Sadly old book is barely being printed anymore because it's not got all the slides (which I never use because whoever makes the slides for these books has clearly never taught a class and they suck) and activity guides and the color pictures. Old book also doesn't come in a digital format. Each student had to have a copy of it. Cheap district doesn't want to have a book for each student. Also, now I have to keep the class set in my classroom. Inevitably some book is stolen or destroyed and again, the onus is on ME to protect those books instead of on the students to be responsible and bring their book to class. I was fine having a few extra copies for students who forgot their books but I don't want to keep track of 35 books every class period. I do understand that parents are concerned about heavy backpacks - I agree. How about printing each book in 4 parts and then each quarter the students check out a new part. Or we could do what other countries do and each student gets a series of workbooks with the practice problems until they are in more advanced classes.

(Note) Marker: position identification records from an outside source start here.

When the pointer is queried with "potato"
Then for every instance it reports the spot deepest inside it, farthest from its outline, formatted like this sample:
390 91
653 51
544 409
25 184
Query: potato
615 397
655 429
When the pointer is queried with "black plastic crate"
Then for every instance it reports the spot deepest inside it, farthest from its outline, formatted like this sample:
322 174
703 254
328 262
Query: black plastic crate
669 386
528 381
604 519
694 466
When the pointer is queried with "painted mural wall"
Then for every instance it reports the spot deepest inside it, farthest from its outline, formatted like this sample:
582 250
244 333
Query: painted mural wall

So, to keep up with all the expectations, there are all sorts of new rules as well. You must have X% of the grade as homework, you must make contact with a parent whenever a student has a failing grade (wasn't a problem until half the students were failing and they told me that I must literally speak to the parent - why can't I email them? or text them if it's okay with them? or send a letter in the mail?) Also, I got evaluated a few years back and one of the complaints of the administrator was that my class wasn't colorful. UMMM this is a high school math class. I guess I can staple some of their work to the wall... oh wait I can't because that's against the rules. I could put up some of the school provided border, posters, butcher paper, and make some decorations out of construction paper except wait... the school didn't provide any.

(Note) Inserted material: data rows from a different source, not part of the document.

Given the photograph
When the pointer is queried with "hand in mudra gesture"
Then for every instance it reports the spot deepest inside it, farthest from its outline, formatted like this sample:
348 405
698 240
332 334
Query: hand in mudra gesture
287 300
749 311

I also have no idea how to tackle the problem of students with serious misbehavior. I think in the past these students were suspended, expelled, sent to remedial education, or generally removed from the general school population; tossing those kids away was failing to help them learn. I understand that it's not acceptable to just let them fail and kick them out. However, they are really ruining things for the majority of students who are trying to learn. The administrators in charge of discipline have nothing they can do and they are swamped. Parents don't know what to do - these teenagers aren't little kids. So, instead, they're in my class disrupting learning for everyone else. They're not even allowed to be sent to the hallway because they are unsupervised there.
TLDR;
Expectations for what students are expected to be able to do at each grade have increased. Class sizes have increased. The number of students with "high needs" in the general population of students has increased. Expectations for what teachers are supposed to manage - every textbook, every interaction, attendance every period, nice looking classroom, more graded assignments have increased. It's overwhelming.